There are worse movie titles than The Autopsy of Jane Doe, I suppose, but it’s up there. Having said that, it made me notice it enough to find out it was a horror movie starring Brian Cox and Emile Hirsch, which I found a little surprising. Sure, it isn’t unheard of for name actors to be in horror movies (even B listers like Cox and Hirsch), but it’s rare – especially when the movie has no name talent attached behind the camera, something that generally signifies low budget and low smarts. By this, I’m referring to the fodder you can see in Netflix’s horror lists – mostly a stream of shit that heads swiftly down the drain.
But I’m a champion of low budget, well intentioned horror – you can scroll through my other reviews to see that. For every ten no-name zombie piece of crap, you’ll find a Darling, It Follows, Resolution, and We Are Still Here. Not to say that these movies are examples of genre greats like Cronenberg’s The Fly, and Carpenter’s The Thing, but you can tell when watching that the talent both in front and back of camera were trying to make a movie they believed in, and that’s huge for any low budget genre movie, but especially so for horror – a genre that lends itself well to low budget moviemaking.
Nevertheless, even with the names of Cox and Hirsch, I approached it warily. I didn’t know at the time it was directed by André Øvredal, who directed Trollhunter, a movie that I mostly enjoyed, but which ultimately struggled under the weight of its premise. I can actually say exactly the same about The Autopsy of Jane Doe.
The premise is taut and simple – upon receiving the mysterious corpse close to closing time, a father and son team of coroners set out to determine the woman’s cause of death, and in doing so, unleash supernatural forces that trap them and subject them to a night of terror. I was hooked from the get go – good setup and nice character work from writers Ian Goldberg and Richard Naing. Fused with other strong elements like production design and musical score, as well as the acting from the two leads, the movie settles quickly into a rhythmic pattern of procedural with a deepening mystery at its core. Øvredal smartly lets the story unfold at a pace you could call leisurely, but given the subject matter it’s appropriate.

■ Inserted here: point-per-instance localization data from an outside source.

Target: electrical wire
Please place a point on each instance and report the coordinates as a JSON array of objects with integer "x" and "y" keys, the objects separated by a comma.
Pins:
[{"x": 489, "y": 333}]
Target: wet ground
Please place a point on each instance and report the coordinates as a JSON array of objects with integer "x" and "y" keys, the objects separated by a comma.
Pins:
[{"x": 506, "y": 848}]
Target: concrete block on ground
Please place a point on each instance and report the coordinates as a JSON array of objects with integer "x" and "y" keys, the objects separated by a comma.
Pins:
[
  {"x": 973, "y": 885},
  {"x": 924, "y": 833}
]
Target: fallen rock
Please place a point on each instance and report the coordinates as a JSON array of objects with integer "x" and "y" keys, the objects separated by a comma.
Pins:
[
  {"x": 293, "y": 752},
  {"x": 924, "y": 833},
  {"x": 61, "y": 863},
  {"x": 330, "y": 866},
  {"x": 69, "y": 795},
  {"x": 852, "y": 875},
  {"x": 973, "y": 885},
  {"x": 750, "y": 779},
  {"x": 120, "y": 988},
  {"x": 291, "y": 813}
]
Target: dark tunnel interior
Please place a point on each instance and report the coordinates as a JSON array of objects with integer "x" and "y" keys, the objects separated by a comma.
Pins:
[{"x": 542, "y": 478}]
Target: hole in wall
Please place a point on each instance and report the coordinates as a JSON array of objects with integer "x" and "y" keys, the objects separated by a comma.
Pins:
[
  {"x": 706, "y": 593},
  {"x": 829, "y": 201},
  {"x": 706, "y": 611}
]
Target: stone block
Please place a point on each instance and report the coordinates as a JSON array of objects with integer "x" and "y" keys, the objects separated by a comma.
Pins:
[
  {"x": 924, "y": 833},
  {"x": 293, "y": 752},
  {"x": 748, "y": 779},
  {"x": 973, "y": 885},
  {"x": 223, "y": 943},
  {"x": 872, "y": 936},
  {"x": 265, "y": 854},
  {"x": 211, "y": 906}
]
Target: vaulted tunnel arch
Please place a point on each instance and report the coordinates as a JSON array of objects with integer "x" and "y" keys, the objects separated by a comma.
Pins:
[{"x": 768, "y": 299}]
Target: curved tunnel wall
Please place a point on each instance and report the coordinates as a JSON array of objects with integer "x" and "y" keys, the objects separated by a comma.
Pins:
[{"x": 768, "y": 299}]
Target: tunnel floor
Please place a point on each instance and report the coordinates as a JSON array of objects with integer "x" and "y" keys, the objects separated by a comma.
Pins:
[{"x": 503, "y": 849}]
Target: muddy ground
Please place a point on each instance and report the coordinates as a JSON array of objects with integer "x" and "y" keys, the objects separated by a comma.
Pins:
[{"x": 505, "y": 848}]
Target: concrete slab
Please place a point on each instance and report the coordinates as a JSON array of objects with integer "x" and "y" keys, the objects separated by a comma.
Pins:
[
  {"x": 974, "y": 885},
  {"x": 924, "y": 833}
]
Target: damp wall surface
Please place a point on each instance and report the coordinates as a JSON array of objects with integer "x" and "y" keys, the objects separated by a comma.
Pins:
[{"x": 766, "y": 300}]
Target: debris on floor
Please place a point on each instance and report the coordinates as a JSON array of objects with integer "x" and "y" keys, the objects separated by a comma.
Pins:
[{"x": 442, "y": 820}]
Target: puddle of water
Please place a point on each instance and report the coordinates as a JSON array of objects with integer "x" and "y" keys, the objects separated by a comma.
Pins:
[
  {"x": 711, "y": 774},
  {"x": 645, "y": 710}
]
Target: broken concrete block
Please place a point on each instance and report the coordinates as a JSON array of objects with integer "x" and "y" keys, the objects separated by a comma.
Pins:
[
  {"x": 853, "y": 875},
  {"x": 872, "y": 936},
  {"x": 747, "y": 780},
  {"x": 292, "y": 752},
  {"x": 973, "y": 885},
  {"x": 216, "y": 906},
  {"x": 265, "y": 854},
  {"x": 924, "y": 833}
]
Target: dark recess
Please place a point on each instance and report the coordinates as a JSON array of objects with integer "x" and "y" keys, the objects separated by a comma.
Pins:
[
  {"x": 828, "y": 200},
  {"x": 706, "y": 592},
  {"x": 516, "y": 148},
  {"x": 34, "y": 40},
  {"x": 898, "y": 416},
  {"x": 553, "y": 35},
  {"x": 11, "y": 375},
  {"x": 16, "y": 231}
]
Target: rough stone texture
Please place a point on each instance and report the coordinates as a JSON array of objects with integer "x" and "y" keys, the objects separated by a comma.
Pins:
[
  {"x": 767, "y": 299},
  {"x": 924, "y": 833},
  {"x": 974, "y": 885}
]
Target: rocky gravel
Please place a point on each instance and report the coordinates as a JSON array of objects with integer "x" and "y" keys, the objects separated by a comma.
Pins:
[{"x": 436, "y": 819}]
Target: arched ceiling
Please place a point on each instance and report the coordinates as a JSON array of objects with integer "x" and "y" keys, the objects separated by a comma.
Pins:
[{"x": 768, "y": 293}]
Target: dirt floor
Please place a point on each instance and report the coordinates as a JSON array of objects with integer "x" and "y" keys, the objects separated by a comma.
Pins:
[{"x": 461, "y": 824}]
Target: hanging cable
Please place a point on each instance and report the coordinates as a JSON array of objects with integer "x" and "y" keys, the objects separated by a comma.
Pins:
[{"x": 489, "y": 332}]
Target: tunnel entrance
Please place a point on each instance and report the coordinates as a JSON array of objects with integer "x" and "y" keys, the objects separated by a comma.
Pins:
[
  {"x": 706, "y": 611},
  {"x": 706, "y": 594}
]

Not that the movie will teach you much about the work of coroners, but I felt that there was a serious attempt to inject these specific scenes with the sobriety and gravity that outsiders to the profession, me included, feel must be there, even if that’s not truly the case. In other words, the movie feels as real as a horror movie about coroners needs to, and it works. There’s a strong sense of atmosphere throughout the movie up to the midpoint. It’s after this that things start to get too ambitious in the narrative for the script to pull off effectively, but even here, when the movie threatens to plunge off the cliff into schlock, it never does. The second half of the movie contains a lot more examples of scenes that could have been better conceived, restructured, consolidated and even removed, and the big scene where Cox speculates on what’s happening with the corpse is a pretty awful piece of exposition. I understand that the movie needs some kind of reasonable explanation at some point, but Cox’s character pretty much nails down exactly what’s happening from no physical evidence, a piece of cloth, and his trusty bible. It was a real eye-roller for me, but I was also distracted by scenes where rooms are returned to with no real point. I find that kind of storytelling annoyingly circular and static. If you have to make characters go somewhere, have it be a location they’ve yet to explore, or at least provide a compelling reason to revisit it in order to find new information for the audience.
Still, for two thirds of its running time, The Autopsy of Jane Doe is an engaging piece of horror fiction, and it ends on a suitably downbeat note – the final coda is kind of unnecessary, I thought. It doesn’t add to the narrative, just provides an “uh-oh, here we go again!” stinger after the story proper is done with.
Despite the second half of the movie breaking with the narrative to rely mostly on horror tropes and that terrible piece of exposition, it’s very watchable indeed. I liked it just fine, but wished Goldberg and Naing had used tighter reins on their storyline as it developed.